Jurit Baru -Mahasiswa Kuliah Kerja Nyata (KKN) Universitas Hamzanwadi menggelar sosialisasi dan pelatihan pembuatan pupuk kompos dari limbah peternakan di Desa Jurit Baru, Kecamatan Pringgasela pada Kamis (25/062026). Kegiatan ini merupakan salah satu program kerja yang bertujuan meningkatkan pemahaman masyarakat mengenai pemanfaatan limbah peternakan menjadi produk yang bernilai guna dan ramah lingkungan.
Kegiatan tersebut dihadiri oleh Dosen Pembimbing Lapangan (DPL), mahasiswa KKN kelompok 10 Universitas Hamzanwadi, PJ Kepala Desa, tim UPT Pertanian, serta masyarakat setempat khususnya petani dan peternak. Kegiatan diawali dengan sosialisasi mengenai dampak limbah peternakan terhadap lingkungan serta manfaat pegolahannya menjadi pupuk kompos.
Untuk memberikan pemahaman yang lebih mendalam, mahasiswa KKN Universitas Hamzanwadi bekerja sama dengan pihak UPT Pertanian sebagai narasumber dan instruktur dalam kegiatan pelatihan. Dalam sesi tersebut, pihak UPT menjelaskan pentingnya pengelolaan limbah peternakan serta manfaat pupuk kompos bagi kesuburan tanah dan keberlanjutan sektor pertanian.
Setelah sesi sosialisasi dan penyampaian materi, kegiatan dilanjutkan dengan pelatihan pembuatan pupuk kompos yang dipandu langsung oleh tim dari UPT Pertanian. Dalam sesi ini, peserta diberikan penjelasan mengenai bahan-bahan yang digunakan, tahapan pengolahan, teknik pencampuran, hingga proses fermentasi yang diperlukan untuk menghasilkan pupuk kompos yang baik dan berkualitas.

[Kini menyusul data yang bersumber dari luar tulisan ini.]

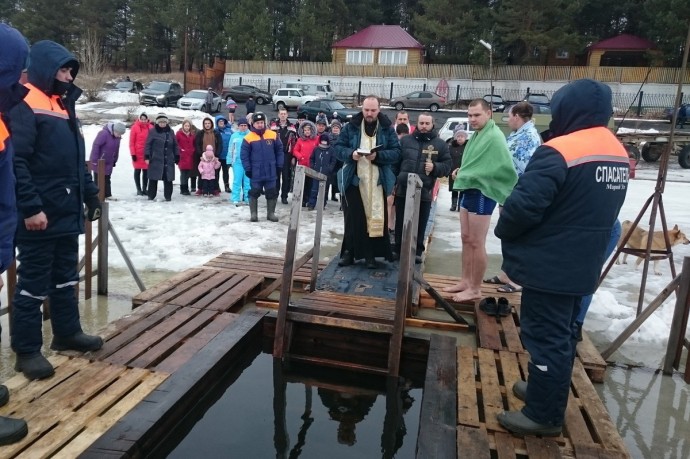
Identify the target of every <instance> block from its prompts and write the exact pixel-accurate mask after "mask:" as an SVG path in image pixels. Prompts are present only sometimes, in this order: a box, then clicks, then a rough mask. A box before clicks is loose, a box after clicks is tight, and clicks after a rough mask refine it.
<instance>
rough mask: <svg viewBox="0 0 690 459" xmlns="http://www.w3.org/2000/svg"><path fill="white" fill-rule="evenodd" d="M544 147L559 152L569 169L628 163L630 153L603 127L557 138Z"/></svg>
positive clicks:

Tidak hanya memberikan penjelasan teori, tim UPT Pertanian juga mempraktikkan secara langsung proses pembuatan pupuk kompos di hadapan peserta. Para petani dan peternak yang hadir tampak antusias mengikuti setiap tahapan pelatihan dan bertanya lansung mengenai cara penerapannya.

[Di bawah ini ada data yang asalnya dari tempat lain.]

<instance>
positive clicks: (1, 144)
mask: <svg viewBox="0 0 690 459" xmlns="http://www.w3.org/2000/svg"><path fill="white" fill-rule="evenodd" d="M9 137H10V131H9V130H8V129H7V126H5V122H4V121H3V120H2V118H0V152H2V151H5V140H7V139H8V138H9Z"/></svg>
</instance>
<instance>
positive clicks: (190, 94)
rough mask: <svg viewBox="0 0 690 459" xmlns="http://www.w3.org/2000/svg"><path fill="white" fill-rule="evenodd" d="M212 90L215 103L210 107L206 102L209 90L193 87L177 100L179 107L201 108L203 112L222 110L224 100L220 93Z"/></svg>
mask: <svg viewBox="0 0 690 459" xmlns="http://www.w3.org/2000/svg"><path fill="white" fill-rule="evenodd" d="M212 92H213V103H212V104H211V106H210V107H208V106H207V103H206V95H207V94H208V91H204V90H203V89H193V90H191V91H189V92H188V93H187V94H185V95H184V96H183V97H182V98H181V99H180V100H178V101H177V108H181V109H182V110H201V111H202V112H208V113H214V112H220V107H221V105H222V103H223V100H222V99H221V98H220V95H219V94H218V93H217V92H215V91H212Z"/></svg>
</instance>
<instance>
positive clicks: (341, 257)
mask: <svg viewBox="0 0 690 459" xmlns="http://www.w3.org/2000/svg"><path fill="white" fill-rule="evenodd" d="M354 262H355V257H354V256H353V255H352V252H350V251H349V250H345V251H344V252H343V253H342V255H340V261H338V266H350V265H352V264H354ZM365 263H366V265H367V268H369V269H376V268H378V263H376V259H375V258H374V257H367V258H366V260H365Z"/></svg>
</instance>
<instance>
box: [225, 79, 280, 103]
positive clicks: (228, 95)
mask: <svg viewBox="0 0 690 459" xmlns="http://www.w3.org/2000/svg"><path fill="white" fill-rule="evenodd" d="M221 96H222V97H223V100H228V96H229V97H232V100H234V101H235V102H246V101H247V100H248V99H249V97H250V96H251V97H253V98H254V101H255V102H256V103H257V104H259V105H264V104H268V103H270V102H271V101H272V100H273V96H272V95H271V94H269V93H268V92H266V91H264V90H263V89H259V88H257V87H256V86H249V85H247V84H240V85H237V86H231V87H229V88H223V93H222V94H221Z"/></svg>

Program ini dinilai relevan dengan kondisi Desa Jurit Baru yang memiliki potensi di bidang peternakan dan pertanian. Melalui pelatihan ini, limbah peternakan yang sebelumnya kurang dimanfaatkan diharapkan dapat diolah menjadi pupuk organik yang bermanfaat bagi lahan pertanian, sehingga terjalinnya hubungan yang saling mendukung antara sektor peternakan dan pertanian.
Melalui program ini, mahasiswa KKN Universitas Hamzanwadi berharap masyarakat Desa Jurit Baru dapat memperoleh pengetahuan dan pemahaman dalam mengelola serta KKNmemanfaatkan limbah peternakan yang ada di lingkungan sekitar menjadi pupuk kompos yang berguna. Selain membantu mengurangi limbah dan menjaga kebersihan lingkungan, pemanfaatan limbah menjadi pupuk kompos juga diharapkan dapat mengurangi biaya produksi pertanian dan mendukung praktik pertanian yang lebih berkelanjutan di Desa Jurit Baru.